Getting Bacteria from an OD0.8 to an OD 0.1 - (Jun/15/2013 )
Say I have 50mL of bacteria at an OD0.8 and I need to get bacteria to a reading of 0.1..this is what I've been doing in the past but just want to confirm that what I've been doing in correct.
So from my 50mL, I took 1mL, spun and then resuspended the pellet in 1mL of PBS. (I now have 1mL of bacteria at OD0.8 in PBS)
I took 125uL from this and added to 875uL of PBS (OD has gone down 8x now)
Is this correct--would this now give me 1mL of bacteria at an OD0.1?
What do you need the bacteria for?
The reason I ask is that when I am making competent bacteria, it is vital that the OD reading be on the original culture- as this is an indication of growth phase and will affect the quality of my end product cells (their transformability).

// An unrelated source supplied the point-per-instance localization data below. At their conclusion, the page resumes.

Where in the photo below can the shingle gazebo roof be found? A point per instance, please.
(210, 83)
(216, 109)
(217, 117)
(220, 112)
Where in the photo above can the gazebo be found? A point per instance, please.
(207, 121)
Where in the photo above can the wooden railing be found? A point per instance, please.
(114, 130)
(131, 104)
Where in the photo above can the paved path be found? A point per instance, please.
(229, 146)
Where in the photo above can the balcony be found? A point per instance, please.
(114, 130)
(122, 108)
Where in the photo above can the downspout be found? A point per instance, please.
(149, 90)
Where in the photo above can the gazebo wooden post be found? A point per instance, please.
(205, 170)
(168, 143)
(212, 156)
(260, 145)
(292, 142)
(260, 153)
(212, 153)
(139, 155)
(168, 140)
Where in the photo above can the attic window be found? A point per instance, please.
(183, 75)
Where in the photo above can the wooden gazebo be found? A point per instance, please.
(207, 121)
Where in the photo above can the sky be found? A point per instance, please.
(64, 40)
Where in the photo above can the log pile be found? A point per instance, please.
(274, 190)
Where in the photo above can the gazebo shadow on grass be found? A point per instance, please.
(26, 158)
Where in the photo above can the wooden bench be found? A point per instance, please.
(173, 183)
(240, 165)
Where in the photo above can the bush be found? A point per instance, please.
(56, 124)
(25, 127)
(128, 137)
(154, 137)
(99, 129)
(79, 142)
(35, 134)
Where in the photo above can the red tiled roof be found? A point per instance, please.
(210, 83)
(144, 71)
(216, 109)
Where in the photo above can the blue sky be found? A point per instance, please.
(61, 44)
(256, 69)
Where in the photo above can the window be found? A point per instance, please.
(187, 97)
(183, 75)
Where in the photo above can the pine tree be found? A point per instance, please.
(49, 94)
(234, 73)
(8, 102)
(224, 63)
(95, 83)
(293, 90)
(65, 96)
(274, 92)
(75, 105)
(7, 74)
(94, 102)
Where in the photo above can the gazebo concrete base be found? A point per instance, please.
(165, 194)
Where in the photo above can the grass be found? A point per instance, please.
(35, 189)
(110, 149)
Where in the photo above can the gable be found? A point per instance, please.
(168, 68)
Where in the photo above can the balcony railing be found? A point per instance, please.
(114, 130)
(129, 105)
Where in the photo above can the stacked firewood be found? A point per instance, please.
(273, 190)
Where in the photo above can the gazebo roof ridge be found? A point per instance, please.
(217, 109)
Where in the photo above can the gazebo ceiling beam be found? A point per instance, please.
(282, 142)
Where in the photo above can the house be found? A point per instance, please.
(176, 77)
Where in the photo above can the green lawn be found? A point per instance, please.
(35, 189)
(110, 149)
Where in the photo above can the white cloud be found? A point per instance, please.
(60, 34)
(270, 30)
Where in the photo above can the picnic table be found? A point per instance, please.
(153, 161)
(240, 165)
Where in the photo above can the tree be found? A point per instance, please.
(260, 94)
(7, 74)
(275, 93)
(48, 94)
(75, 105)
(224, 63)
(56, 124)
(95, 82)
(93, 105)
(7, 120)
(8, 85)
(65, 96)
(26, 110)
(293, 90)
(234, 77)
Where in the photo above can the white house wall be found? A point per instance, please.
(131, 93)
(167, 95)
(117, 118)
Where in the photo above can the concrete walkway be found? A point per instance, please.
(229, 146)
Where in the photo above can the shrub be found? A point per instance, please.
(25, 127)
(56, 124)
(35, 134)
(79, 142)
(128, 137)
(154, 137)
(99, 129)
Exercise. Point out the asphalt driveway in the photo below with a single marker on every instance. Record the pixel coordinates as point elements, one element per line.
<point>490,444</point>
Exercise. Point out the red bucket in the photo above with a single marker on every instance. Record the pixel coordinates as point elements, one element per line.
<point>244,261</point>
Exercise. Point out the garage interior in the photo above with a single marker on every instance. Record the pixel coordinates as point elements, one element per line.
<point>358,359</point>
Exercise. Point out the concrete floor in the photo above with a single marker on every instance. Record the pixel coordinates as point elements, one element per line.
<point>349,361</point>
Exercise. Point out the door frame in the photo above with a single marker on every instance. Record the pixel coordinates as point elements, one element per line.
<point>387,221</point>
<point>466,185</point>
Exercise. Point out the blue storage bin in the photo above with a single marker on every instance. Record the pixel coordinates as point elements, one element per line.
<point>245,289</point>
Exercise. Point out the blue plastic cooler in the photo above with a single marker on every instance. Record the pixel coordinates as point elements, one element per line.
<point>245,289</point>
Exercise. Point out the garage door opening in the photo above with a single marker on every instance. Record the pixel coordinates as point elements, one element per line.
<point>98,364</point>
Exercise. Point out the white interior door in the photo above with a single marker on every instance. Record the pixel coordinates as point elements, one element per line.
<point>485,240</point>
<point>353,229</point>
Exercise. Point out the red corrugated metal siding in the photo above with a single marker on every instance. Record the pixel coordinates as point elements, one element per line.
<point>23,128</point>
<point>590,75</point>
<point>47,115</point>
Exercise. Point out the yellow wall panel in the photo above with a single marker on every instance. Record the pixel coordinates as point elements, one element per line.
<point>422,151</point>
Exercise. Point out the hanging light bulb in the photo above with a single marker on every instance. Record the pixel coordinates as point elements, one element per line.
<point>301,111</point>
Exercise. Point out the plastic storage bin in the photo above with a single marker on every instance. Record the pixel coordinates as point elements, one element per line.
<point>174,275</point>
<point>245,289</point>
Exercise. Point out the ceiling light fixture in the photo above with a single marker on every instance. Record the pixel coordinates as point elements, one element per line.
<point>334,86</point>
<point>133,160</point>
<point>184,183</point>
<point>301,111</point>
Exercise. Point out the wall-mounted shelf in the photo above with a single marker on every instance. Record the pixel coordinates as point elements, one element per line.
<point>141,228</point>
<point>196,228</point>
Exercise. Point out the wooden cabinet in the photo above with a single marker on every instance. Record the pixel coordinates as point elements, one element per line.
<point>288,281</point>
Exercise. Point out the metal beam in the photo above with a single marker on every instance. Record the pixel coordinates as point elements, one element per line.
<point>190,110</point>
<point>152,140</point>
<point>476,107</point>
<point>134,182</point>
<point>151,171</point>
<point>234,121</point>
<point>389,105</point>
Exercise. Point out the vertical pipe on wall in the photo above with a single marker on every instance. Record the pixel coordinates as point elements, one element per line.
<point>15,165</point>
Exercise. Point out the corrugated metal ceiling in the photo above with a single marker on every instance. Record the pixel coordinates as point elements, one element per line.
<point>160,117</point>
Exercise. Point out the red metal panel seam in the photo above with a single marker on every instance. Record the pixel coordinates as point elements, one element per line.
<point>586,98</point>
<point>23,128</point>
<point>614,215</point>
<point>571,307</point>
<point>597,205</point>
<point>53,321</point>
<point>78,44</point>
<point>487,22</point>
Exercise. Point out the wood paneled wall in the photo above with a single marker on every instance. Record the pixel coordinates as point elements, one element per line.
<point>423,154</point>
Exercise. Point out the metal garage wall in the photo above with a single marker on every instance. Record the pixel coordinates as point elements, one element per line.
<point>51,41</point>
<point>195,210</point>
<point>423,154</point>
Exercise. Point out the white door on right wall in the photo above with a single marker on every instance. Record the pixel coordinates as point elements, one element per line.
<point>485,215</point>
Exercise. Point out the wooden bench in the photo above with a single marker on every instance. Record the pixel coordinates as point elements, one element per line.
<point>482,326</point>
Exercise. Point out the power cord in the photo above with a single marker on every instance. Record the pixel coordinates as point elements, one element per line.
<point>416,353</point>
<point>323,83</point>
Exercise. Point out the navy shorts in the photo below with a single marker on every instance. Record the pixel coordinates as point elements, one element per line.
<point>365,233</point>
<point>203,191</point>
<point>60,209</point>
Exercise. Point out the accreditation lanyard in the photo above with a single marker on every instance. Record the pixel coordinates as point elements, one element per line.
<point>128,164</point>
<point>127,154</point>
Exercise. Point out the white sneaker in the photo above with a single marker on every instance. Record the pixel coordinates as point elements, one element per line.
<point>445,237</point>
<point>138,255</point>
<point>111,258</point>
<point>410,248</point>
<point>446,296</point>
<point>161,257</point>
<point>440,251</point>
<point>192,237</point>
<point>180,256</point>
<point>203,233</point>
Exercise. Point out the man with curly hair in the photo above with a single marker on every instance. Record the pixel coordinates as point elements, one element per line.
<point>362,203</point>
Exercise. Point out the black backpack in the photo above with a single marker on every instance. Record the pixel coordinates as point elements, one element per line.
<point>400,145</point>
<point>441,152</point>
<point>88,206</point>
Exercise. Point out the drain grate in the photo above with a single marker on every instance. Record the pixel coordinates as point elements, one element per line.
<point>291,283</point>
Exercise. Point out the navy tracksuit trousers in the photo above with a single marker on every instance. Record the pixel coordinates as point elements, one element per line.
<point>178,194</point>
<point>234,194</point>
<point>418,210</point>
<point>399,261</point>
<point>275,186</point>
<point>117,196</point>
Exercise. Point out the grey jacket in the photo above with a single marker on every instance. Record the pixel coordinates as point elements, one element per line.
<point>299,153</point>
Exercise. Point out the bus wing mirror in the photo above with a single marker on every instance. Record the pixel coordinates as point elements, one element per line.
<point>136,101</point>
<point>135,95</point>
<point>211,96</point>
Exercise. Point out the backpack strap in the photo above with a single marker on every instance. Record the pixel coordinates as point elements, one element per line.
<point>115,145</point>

So if I did what you did, it would be pointless, as the cells would still have grown to the 0.8 density. If that makes sense?
It's because I want to add a certain about of bacteria to my assay..I know roughly how many are contained in an OD0.1 so from there I can add the correct volume ..
In terms of consistency between your experiments- this is probably fine. In that you will be adding the same number of cells each time (regardless of what this number is).
But, and I *should* know this, is the relationship between OD and cell number linear (I have a feeling it isn't?).
Because then the number of cells in your dilution (1/8 of an OD 0.8 culture) won't be the same as the number of cells in 1ml of a culture at OD of 0.1
I second Leelee's comment - check out the Beer-Lambert Law...
Yes, it is linear. An OD of 0.8 has 8x the number of cells than an OD of 0.1 (to the extent that the cells are absorbing rather than reflecting, and modulo a whole lot of other factors making OD measurements very crude and inconsistent between instruments, especially).